With the preliminary injunction motion still pending, in April 2019 the ACLU-DC submitted a Freedom of Information Act request to the District for a subset of the NEAR Act data (race/ethnicity data for traffic stops) to see whether the District was able to provide it. Just as we suspected, MPD was unable to provide that data in useable form, or in a reasonable time, or at a reasonable cost. Instead, MPD responded to our request that the past six months’ worth of the requested data is contained only in a set of 31,521 individual recordings from officers’ body-worn cameras. For plaintiffs to compile a complete set of data about the race or ethnicity of individuals stopped by MPD, each of these videos would have to be individually reviewed, before being combined with race/ethnicity data for non-traffic stops. Even making the conservative assumption that a traffic stop lasts, on average, just 5 minutes, watching all the videos would take more than 2,600 hours, or more than 109 days of nonstop, 24-hour-a-day, video viewing. Although MPD has not informed the ACLU-DC how much it will charge in redaction fees before disclosing the videos at issue here (despite our requests), a prior invoice from MPD for a prior ACLU-DC body-camera FOIA request charged redaction fees at a rate of $23 per minute of video. Multiplying the $23 rate by 5 minutes for each of the 31,521 videos yields the astronomical fee of $3,624,915. In June 2019, we filed a supplemental brief informing the court of these developments and arguing that they underscore the urgent for a court order for MPD to collect the data. A data-collection regime that requires paying millions of dollars and then watching thousands of hours of traffic-stop video to obtain the data falls farcically short of what the Council intended or what the NEAR Act required when it mandated that Defendants keep records of specific information on stops by police in the District of Columbia. Thus, we argued, “It is clearer than ever that MPD will continue to dodge its record-keeping obligation under the NEAR Act until and unless this Court finally steps in and orders compliance.”

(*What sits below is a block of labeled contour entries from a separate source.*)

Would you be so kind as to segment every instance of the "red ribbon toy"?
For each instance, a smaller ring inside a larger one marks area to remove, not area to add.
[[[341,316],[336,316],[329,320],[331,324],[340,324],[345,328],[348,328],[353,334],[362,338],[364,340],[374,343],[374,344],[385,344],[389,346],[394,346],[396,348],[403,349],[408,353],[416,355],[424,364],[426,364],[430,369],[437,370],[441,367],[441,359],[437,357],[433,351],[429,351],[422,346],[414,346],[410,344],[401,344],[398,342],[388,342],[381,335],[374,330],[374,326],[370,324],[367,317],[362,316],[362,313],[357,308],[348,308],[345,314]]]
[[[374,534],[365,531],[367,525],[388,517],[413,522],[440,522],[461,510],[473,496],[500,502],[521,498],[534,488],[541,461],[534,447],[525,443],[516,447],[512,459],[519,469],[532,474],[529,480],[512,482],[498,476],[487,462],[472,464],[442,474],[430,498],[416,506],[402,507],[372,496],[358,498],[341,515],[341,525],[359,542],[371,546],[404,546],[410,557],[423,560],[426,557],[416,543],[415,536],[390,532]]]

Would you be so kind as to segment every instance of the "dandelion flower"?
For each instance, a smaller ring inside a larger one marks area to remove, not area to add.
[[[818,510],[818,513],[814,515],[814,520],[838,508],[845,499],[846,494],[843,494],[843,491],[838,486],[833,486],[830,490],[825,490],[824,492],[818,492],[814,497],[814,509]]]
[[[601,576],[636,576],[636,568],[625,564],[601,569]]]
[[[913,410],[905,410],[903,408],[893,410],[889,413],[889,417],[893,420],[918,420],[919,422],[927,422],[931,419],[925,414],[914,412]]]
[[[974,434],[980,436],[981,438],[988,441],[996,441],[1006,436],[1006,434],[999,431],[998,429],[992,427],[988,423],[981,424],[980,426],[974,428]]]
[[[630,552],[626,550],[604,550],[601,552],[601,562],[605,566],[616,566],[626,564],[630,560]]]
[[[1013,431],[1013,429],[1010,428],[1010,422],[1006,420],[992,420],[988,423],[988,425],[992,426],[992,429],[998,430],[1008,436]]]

On June 27, 2019, the court granted a preliminary injunction ordering the D.C. police to comply with the NEAR Act within 28 days using the one-page form we proposed. The court denied the District’s challenges to the court’s authority to order compliance and held that the District had failed to comply with the law. As to the need for a remedy, the Court wrote that “if some of that data either is not collected or is collected in a form practically unusable by the public, then the law becomes hollow,” and that the District’s “delay robs the community of essential information about the interactions of its police officers with its citizens.”